Nullenergiehaus, Plusenergiehaus®, Null­emissionsstadt oder im internationalen Sprachraum net zero energy building, equilibrium building, carbon neutral city - je nach Standpunkt und Motivation wird unterschiedlich bilanziert. Mit dem Fokus Ressourcenknappheit / Endlichkeit der Ressourcen wird Energie betrachtet, stehen Klimaschutz und Gesundheit im Vordergrund, werden CO2 äquivalente Emissionen berechnet, für die „zweite Miete“ interessieren die Energiekosten. Eine Bilanz kann in die nächste übersetzt werden, doch verschieben sich mit Umrechnungsfaktoren auch die Bilanzen. Der nachfolgend benutzte Maßstab der Energie vermeidet die Vermischung mit nicht energetischen Maßnahmen (Beispiel: Ablass Waldwirtschaft) und umgeht die Atomstromdebatte, in der Atomstrom teils als CO2 neutral in die Rechnung eingeht. Die Begriffsvielfalt weist darauf hin eine wissenschaftlich belastbare Methodik fehlt. 

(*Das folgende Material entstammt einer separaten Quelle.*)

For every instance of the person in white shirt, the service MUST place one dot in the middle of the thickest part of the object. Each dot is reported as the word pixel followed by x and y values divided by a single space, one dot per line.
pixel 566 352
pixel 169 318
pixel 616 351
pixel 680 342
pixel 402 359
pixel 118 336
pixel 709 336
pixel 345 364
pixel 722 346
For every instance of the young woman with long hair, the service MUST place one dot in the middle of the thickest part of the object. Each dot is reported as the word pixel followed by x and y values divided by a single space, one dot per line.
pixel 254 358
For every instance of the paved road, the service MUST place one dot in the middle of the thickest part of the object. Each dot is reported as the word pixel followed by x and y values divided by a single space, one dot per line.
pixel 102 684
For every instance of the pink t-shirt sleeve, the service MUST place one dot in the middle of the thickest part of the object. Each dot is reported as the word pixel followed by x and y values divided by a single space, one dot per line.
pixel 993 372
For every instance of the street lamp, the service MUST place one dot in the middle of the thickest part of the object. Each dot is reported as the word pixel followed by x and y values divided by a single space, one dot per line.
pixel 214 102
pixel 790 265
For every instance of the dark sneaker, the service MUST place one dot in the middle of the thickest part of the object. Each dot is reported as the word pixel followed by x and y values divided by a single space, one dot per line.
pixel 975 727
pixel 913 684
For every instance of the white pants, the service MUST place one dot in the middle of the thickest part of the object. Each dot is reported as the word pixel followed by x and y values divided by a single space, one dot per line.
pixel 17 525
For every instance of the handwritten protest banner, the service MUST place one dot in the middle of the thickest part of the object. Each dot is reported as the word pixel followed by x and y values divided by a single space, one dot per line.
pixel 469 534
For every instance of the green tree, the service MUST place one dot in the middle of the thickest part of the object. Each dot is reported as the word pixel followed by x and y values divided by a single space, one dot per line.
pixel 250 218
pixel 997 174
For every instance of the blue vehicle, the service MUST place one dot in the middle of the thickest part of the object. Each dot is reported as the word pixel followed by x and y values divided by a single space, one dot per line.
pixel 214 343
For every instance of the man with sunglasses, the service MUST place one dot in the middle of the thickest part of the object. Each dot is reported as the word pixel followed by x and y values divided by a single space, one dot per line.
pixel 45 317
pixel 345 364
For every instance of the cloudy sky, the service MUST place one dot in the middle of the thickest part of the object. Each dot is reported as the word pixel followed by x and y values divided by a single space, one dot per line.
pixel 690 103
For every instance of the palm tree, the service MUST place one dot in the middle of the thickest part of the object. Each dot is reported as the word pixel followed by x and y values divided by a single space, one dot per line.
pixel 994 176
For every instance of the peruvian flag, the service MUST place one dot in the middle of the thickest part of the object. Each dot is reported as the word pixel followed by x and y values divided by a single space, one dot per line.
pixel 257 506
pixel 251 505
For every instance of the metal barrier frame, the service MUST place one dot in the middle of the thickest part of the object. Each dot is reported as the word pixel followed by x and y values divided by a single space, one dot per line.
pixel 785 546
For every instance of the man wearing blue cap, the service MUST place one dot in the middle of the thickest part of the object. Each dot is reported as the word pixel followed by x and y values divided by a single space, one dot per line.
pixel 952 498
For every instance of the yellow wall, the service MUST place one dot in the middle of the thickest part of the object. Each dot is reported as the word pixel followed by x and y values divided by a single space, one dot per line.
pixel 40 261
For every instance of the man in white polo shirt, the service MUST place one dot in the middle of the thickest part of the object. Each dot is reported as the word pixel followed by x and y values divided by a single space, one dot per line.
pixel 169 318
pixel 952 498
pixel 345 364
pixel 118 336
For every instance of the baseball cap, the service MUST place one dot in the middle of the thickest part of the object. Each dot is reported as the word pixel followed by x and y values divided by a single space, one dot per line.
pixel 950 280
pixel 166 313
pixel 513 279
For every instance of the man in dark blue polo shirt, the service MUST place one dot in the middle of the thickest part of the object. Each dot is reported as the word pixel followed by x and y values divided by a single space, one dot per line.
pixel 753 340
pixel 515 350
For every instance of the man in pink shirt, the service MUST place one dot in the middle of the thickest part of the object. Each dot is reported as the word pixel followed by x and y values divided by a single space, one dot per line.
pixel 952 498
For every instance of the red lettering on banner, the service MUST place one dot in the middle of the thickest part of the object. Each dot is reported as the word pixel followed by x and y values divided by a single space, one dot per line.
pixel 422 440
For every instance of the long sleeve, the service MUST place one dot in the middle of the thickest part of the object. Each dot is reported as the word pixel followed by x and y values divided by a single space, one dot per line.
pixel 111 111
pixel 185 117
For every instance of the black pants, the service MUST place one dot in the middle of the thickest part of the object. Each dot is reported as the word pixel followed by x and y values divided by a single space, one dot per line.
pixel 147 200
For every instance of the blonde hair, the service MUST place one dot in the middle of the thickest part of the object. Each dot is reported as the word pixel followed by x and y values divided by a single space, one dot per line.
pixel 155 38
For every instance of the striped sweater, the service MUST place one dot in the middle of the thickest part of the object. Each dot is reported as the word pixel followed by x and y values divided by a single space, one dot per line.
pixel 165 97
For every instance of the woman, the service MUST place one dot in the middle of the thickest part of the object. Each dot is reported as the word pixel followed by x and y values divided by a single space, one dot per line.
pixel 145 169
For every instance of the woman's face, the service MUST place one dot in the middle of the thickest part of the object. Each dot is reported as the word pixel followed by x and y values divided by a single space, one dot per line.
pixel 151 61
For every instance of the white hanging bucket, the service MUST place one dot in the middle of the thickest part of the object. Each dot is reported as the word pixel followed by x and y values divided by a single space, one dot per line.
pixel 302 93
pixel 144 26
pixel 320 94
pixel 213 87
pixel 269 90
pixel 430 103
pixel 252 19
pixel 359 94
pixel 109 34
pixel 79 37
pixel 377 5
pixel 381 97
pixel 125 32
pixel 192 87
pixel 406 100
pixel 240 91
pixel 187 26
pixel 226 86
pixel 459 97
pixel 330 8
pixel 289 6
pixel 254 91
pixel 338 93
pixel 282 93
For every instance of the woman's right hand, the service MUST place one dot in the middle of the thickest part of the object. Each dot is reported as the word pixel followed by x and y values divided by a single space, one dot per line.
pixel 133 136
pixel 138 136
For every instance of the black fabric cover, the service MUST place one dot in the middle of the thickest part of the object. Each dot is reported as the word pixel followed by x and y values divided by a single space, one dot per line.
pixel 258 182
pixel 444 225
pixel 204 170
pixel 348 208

Seit Oktober 08 beschäftigt dies eine Expertengruppe der Internationalen Energieagentur unter dem Titel Towards Net Zero Energy Solar Buildings. Ziel ist die Dokumentation und Analyse exemplarischer Gebäude nahe der Nullenergiebilanz, um dabei Methodik und Werkzeuge für die Arbeit mit diesen Häusern zu entwickeln. Der Lehrstuhl btga der Universität Wuppertal koordiniert mit Förderung durch das Bundesministerium für Wirtschaft und Technologie die methodischen Arbeiten. Im Rahmen des vom Ministerium des Landes NRW geförderten Forschungsprojekts Bauen und Energie in der Lehre wurden beispielhafte Solarsiedlungen aus energetischer Sicht bilanziert. An einer dieser Siedlungen wird nachfolgend der Nullenergieansatz erläutert.

Die Solarsiedlung Freiburg

Rolf Disch ist Pionier des Bauens mit der Sonne. 1999 - 2006 baute er seine Solarsiedlung in Freiburg am Schlierberg aus Plusenergiehäusern. Die Siedlung liegt drei Kilometer südlich der Freiburger Altstadt, in direkter Nachbarschaft zum Quartier Vauban. Dieses ehemalige Kasernenareal ist seit den 90er Jahren ein Experimentierfeld für nachhaltiges, ökologisches Bauen. In der Solarsiedlung leben ca. 170 Bewohner in 59 Reihenhäusern, neun davon stehen auf dem Dach des Sonnenschiffs, eines Büro- und Geschäfts­riegels als Lärmschutz zur Hauptverkehrsachse. Die Reihenhäuser variieren in der Breite auf zwei, selten drei Geschossen, so dass Wohnflächen zwischen 75 und 200 m² entstehen. Wohn- und Aufenthaltsräume liegen für solares Bauen klassisch im Süden, die Erschließung mittig, in der Servicezone im Norden liegen Küche, Bäder, Haustechnik.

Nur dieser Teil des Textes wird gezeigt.